Dementia is a syndrome that affects a person’s cognitive functions, such as memory, thinking, orientation, comprehension, calculation, learning capacity, language, and judgement. It is an increasingly common disease among the elderly population, with about 10 per cent of people aged 65 and over having the disease.
Exercise can have a significant impact on the well-being of people with dementia. Some of the benefits of physical exercise are:
- improvement to the health of heart and blood vessels, thus reducing the risk of cardiovascular diseases such as hypertension, heart disease and stroke,
- reduction in the risk of falls by improving strength and balance,
- reduction in the risk of type 2 diabetes, and improving blood glucose control for patients already diagnosed with the disease,
- improvement to a person’s ability to dress, feed and bath himself – strong muscles and flexible joints can help people maintain independence for longer,
- improvement in cognition,
- stress reduction as physical activity is thought to have a positive effect on mood, and people with dementia who are also depressed may gain particular benefits from being physically active,
- improvement in sleep – people that are active during the day tend to sleep better at night, and
- provision of opportunities for social interaction as many types of exercises can be done in a group setting.
The Health Promotion Board (HPB) recommends 150 minutes of moderately intensive exercise per week for older adults, which means an average of about 30 minutes each day.
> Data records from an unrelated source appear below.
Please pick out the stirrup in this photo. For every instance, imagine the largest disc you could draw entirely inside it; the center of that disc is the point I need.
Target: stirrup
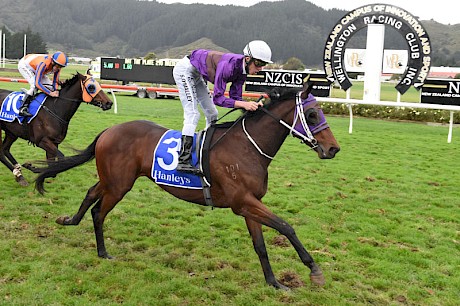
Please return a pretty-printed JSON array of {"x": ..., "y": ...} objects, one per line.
[
  {"x": 24, "y": 112},
  {"x": 187, "y": 168}
]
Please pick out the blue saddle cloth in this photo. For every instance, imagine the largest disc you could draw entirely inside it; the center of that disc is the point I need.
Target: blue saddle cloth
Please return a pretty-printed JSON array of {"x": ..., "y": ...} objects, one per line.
[
  {"x": 166, "y": 158},
  {"x": 12, "y": 103}
]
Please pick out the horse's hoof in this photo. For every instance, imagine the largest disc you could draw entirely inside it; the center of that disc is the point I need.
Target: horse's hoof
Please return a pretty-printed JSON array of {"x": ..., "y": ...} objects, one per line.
[
  {"x": 63, "y": 220},
  {"x": 30, "y": 167},
  {"x": 22, "y": 181},
  {"x": 318, "y": 279},
  {"x": 106, "y": 256}
]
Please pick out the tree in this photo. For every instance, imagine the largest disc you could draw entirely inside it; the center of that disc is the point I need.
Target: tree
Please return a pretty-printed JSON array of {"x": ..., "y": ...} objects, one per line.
[
  {"x": 150, "y": 56},
  {"x": 294, "y": 63}
]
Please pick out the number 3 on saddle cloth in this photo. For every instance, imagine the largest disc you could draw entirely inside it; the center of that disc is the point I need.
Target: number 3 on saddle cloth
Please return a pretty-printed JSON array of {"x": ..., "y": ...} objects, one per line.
[
  {"x": 166, "y": 158},
  {"x": 13, "y": 102}
]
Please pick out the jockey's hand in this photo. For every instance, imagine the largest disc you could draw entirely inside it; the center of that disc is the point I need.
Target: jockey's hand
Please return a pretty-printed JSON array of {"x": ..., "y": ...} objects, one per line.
[{"x": 250, "y": 105}]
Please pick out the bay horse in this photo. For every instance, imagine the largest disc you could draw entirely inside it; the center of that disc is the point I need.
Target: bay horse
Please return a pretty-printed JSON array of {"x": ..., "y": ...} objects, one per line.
[
  {"x": 238, "y": 161},
  {"x": 49, "y": 127}
]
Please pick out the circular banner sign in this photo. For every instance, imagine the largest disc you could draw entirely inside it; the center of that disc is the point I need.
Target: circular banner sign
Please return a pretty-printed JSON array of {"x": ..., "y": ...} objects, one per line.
[{"x": 418, "y": 43}]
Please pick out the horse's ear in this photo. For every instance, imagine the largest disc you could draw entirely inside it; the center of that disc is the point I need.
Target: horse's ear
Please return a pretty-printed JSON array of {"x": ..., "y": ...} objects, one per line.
[{"x": 307, "y": 87}]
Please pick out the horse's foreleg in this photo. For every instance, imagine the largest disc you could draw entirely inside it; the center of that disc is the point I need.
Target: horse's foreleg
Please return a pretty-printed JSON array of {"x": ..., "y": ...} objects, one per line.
[
  {"x": 261, "y": 214},
  {"x": 91, "y": 197},
  {"x": 10, "y": 162},
  {"x": 255, "y": 229}
]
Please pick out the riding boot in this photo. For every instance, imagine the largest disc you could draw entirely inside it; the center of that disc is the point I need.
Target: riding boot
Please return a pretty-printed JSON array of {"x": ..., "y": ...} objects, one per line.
[
  {"x": 185, "y": 158},
  {"x": 24, "y": 110}
]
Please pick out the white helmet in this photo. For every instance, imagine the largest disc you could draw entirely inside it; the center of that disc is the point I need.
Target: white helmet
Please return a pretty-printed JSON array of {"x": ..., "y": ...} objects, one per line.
[{"x": 258, "y": 49}]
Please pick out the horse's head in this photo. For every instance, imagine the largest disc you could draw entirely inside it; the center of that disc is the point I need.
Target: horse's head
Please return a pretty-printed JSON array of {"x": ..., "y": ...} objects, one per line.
[
  {"x": 309, "y": 123},
  {"x": 92, "y": 92}
]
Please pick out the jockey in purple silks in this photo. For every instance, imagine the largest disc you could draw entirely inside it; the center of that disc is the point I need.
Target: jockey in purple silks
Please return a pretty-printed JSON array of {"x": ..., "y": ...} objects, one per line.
[{"x": 192, "y": 74}]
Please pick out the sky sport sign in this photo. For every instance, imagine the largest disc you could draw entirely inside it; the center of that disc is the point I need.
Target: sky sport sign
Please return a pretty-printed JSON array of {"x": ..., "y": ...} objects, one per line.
[
  {"x": 264, "y": 80},
  {"x": 445, "y": 92},
  {"x": 418, "y": 42}
]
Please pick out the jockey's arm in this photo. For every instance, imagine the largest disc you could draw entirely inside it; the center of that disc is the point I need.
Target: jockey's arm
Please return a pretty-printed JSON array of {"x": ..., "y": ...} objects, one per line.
[{"x": 39, "y": 73}]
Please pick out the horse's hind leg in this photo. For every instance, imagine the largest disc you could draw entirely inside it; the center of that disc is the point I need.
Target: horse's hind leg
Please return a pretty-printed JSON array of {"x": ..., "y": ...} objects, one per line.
[
  {"x": 92, "y": 196},
  {"x": 99, "y": 212},
  {"x": 259, "y": 213},
  {"x": 255, "y": 229}
]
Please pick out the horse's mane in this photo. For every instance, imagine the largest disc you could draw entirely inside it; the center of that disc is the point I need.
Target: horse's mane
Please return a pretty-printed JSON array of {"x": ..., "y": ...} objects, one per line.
[
  {"x": 71, "y": 81},
  {"x": 276, "y": 95}
]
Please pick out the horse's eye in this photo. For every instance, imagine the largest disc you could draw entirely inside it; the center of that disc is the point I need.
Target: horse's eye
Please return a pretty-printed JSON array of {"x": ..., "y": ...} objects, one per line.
[
  {"x": 312, "y": 116},
  {"x": 91, "y": 88}
]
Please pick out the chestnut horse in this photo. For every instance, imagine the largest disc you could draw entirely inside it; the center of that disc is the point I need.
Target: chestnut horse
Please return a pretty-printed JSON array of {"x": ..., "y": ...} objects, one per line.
[
  {"x": 49, "y": 128},
  {"x": 238, "y": 161}
]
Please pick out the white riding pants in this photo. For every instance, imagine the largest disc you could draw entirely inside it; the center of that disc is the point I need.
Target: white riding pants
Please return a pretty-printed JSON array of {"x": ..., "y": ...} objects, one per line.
[
  {"x": 28, "y": 73},
  {"x": 193, "y": 91}
]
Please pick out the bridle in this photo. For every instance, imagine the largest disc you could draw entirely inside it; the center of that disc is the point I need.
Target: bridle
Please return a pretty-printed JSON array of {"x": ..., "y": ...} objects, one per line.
[
  {"x": 299, "y": 128},
  {"x": 89, "y": 87}
]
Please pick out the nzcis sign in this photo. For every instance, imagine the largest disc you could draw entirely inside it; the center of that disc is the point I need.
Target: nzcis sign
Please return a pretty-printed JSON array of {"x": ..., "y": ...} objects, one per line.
[
  {"x": 266, "y": 79},
  {"x": 418, "y": 43}
]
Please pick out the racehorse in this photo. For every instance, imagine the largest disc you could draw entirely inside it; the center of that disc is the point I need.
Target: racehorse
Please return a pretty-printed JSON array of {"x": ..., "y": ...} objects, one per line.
[
  {"x": 238, "y": 160},
  {"x": 49, "y": 127}
]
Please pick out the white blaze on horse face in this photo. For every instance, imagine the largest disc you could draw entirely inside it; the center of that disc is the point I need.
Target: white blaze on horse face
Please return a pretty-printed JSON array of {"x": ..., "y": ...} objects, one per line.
[
  {"x": 174, "y": 151},
  {"x": 12, "y": 103}
]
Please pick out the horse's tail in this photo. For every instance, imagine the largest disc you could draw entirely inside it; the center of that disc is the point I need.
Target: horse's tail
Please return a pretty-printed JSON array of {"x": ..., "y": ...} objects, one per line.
[{"x": 63, "y": 164}]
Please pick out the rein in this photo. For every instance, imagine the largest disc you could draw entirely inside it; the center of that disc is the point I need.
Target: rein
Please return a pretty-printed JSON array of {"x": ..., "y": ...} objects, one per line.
[{"x": 298, "y": 114}]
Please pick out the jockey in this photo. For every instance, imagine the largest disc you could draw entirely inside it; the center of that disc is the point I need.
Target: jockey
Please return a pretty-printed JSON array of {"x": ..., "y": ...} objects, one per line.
[
  {"x": 192, "y": 74},
  {"x": 34, "y": 68}
]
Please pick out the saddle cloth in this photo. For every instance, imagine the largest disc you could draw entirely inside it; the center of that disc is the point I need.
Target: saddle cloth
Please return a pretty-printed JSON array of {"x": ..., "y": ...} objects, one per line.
[
  {"x": 10, "y": 107},
  {"x": 166, "y": 158}
]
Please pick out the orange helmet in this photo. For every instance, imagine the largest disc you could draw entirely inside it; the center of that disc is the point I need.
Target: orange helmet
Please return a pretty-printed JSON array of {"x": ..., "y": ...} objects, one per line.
[{"x": 60, "y": 58}]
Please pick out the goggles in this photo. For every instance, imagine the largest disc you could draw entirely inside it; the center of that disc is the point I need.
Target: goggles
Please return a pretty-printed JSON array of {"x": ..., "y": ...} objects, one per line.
[{"x": 259, "y": 63}]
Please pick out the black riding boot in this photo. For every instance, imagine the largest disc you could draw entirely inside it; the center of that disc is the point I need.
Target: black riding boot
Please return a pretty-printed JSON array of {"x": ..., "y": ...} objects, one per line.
[
  {"x": 185, "y": 158},
  {"x": 24, "y": 110}
]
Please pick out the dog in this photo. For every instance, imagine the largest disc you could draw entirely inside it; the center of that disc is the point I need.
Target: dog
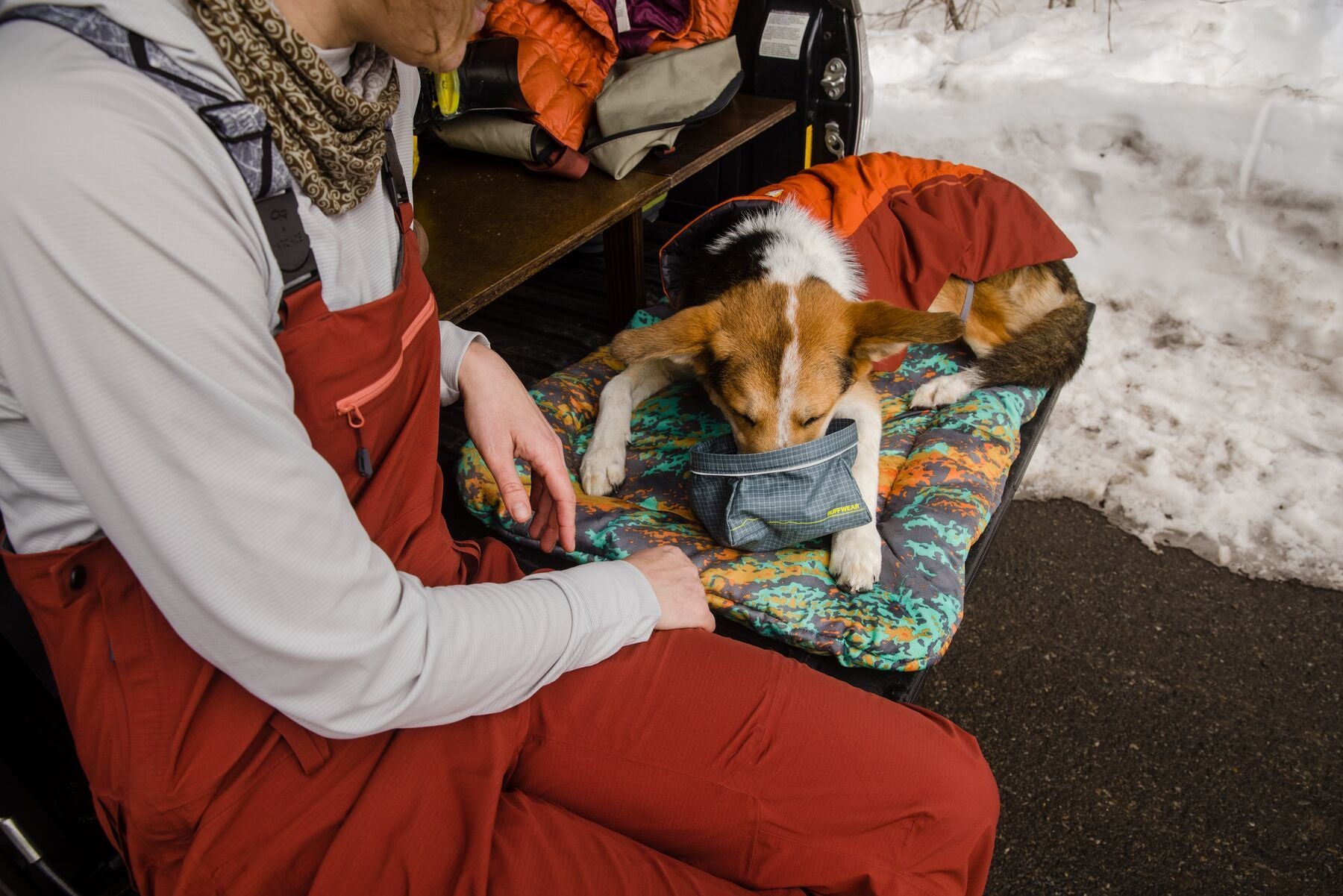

This recommendation is also for people with dementia, provided they are in good health. However, it is important to seek medical advice before embarking on an exercise routine if there are other health conditions.
During the early stages of dementia, it is important to establish an exercise routine that the person with dementia can sustain for as long as possible.
The focus should be on exercises of low-to-moderate intensity that the he enjoys and can successfully perform. Walking is an excellent form of aerobic exercise which can be done anywhere without requiring any special equipment. Walking speeds can be adjusted to each individual’s abilities. Swimming is another beneficial form of exercise as many find being in the water calming and soothing. However, this activity should be supervised by a caregiver for safety reasons. Other non-traditional activities may also be as effective and provide a structured exercise routine. Gardening and dancing are activities enjoyed by many older adults and are wonderful ways to increase fitness and strength.
During the later stages of dementia, an individual becomes less mobile and tend to spend more time sitting down. At this point, exercise routines should be adjusted to become simpler, focusing on maintaining his functions as long as possible. Examples of exercises at this stage would be ambulation and sit-to-stand, as well as balance training. These exercises should also be incorporated into his daily routine as much as possible. For example, when walking to the toilet, he can be encouraged to walk an extra round within the house. Short bursts of activities throughout the day are recommended as this encourages him to stay independent in his daily activities as long as possible.
Seated exercises are a safe way to conduct exercises when the individual becomes less mobile. They can be done in a group setting, thereby combining exercise with the benefits of social interaction.
Those with dementia are often reliant on their wheelchairs in the final stages. Exercises should then be focused on maintaining as much range of motion and strength as possible. In this way, they can help the caregiver with the activities of daily. For example, if the client can still stand with support, he can help to reduce the physical burden for his caregiver when transferring from bed to wheelchair or when bathing.
Day care centres for dementia patients provide their clients with the opportunity to interact with peers and to participate in activities such as music, craft work and exercises. Some centres also offer specialised services such as physiotherapy and occupational therapy. Trained therapists are able to tailor the exercise and activity programmes to the needs of the individual, taking his personal preferences and functional status into consideration. In partnership with a number of day care centres in Singapore, SPD’s physical and occupational therapists work together with the (nursing) staff at the centres to provide their clients with comprehensive therapy programmes.